The bankruptcy court noted that the Court of Appeals’ remand opinion suggested an expanded legal criterion for bankruptcy remoteness: that the special purpose vehicle must have its own distinct operations. This criterion is in addition to and beyond legal separateness (i.e., that the entity “must be legally separate from all related entities so that its property can be distinguished from property of the bankruptcy estate”). Much of the bankruptcy court’s discussion reviews scholarly commentary of the Seventh Circuit’s opinion (including this Blog), and, in particular, criticism of the operational separateness standard, which analysis has noted that the Court of Appeals’ reasoning is reminiscent of case law on substantive consolidation (although the Court of Appeals’ opinion did not clearly involve substantive consolidation). The bankruptcy court, however, also cited this Blog’s analysis of the ways in which the Seventh Circuit’s opinion expands on existing case law on corporate separateness. At the end of the day, the bankruptcy court determined that detailed evidence as to indicia of entity operations had yet to be produced by the parties, and, therefore, material issues of fact existed as to whether, during the time period relevant to the underlying transactions, MMA was truly separate from Hospital under the operational separateness test.

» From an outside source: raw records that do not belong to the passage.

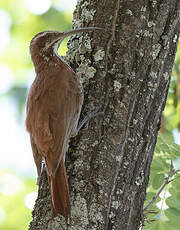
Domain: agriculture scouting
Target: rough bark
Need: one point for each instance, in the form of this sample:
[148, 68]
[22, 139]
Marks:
[127, 69]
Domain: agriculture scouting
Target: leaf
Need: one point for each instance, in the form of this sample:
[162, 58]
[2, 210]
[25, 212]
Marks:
[173, 203]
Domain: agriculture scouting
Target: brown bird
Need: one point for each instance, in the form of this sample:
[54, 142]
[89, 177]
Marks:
[53, 109]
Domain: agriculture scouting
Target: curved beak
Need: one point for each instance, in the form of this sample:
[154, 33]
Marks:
[63, 35]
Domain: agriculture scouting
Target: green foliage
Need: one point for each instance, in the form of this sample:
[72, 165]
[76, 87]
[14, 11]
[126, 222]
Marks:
[165, 211]
[24, 25]
[16, 214]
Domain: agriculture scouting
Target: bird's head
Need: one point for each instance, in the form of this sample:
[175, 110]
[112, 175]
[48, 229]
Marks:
[46, 43]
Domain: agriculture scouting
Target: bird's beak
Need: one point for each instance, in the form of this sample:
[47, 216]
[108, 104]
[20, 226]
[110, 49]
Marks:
[63, 35]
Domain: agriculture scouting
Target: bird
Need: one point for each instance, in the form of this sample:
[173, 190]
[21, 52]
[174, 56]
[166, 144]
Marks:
[53, 109]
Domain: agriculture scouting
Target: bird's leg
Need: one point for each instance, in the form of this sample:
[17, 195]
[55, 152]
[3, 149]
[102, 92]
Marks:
[85, 121]
[43, 167]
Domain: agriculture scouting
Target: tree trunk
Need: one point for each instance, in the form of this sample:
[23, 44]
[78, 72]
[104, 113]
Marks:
[126, 69]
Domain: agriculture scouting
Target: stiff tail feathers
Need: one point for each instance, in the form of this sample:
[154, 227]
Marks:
[60, 200]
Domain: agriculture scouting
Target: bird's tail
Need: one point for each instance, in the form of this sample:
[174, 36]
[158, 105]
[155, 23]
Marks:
[60, 199]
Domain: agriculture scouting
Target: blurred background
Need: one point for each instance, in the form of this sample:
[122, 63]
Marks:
[20, 20]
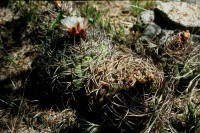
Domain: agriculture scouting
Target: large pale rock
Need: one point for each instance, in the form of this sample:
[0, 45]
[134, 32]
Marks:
[179, 15]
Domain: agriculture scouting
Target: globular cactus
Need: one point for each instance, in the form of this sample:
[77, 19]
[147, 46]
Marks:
[116, 81]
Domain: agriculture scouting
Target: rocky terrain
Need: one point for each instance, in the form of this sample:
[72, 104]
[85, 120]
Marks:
[106, 66]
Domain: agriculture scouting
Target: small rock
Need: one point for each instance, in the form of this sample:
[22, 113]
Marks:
[147, 16]
[195, 38]
[151, 31]
[126, 9]
[177, 15]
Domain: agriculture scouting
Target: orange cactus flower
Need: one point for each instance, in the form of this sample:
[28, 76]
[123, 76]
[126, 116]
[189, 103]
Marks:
[75, 25]
[186, 35]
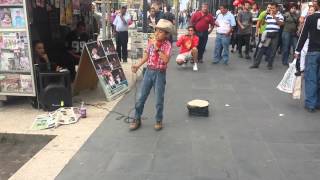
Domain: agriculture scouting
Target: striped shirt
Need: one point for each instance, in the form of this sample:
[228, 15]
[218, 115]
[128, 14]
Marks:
[271, 22]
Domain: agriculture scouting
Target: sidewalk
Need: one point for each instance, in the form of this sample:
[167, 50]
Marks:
[17, 117]
[254, 131]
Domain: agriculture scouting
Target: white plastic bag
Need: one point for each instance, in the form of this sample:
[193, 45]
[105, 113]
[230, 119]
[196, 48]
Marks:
[287, 83]
[297, 88]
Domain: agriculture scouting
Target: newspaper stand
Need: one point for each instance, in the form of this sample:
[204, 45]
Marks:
[16, 70]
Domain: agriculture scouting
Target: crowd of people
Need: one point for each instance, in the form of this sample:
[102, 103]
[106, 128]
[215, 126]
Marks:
[264, 32]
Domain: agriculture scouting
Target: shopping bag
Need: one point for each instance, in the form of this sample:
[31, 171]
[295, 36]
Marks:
[287, 83]
[297, 88]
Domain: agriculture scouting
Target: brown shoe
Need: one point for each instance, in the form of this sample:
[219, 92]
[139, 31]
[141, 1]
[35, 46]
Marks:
[158, 126]
[135, 124]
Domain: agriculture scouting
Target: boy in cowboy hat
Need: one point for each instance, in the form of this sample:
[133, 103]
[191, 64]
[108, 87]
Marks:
[157, 56]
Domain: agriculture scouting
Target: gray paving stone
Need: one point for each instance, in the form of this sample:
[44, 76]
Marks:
[254, 161]
[246, 140]
[172, 163]
[130, 163]
[297, 170]
[86, 165]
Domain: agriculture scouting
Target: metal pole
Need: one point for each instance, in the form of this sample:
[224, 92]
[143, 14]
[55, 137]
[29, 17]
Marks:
[177, 8]
[108, 17]
[145, 18]
[103, 9]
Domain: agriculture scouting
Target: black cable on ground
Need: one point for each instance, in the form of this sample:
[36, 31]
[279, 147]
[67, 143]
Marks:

The bankruptcy court then focused on a number of typical factors in a true sale analysis, including recourse, post-transfer control over the assets and administrative activities, accounting treatment, adequacy of consideration, and the parties’ intent. Although the Seventh Circuit’s opinion questioned whether a true sale occurred and explicitly remanded the issue of whether there had been a true sale of receivables, it did not identify which factors might be dispositive for the bankruptcy court’s analysis. The bankruptcy court concluded that some elements of a true sale existed, while others did not. For example, there was no record of a purchase price, although there was evidence that the Hospital was granted some cash, an equity interest in MMA, and satisfaction of an existing loan to the Hospital by MMA in exchange for the receivables. In addition, there was evidence that the receivables appeared on both MMA’s and Hospital’s balance sheets, although the loan closing documents reflected that the Hospital was made servicer of the accounts and retained the accounts on its balance sheet out of administrative convenience. Thus, material issues of fact existed as to whether the Hospital made a true sale of its accounts receivables – essentially its sole source of cashflow – to MMA prior to the bankruptcy.
Summary Judgment Denied
The material issues of fact regarding the issues on remand precluded summary judgment in favor of the chapter 11 trustee, and the issues will now proceed to trial. One wonders what additional evidence will be proffered at trial – the parties provided extensive evidence in the underlying litigation and in connection with the post-remand motion for partial summary judgment, and the trial will involve transactions that occurred during the late 1990s. Nonetheless, it is clear that the bankruptcy court must adhere to the Seventh Circuit’s guidance on what are complex and fact-intensive issues, as the operational separateness test is now the governing standard for bankruptcy remoteness in the Seventh Circuit.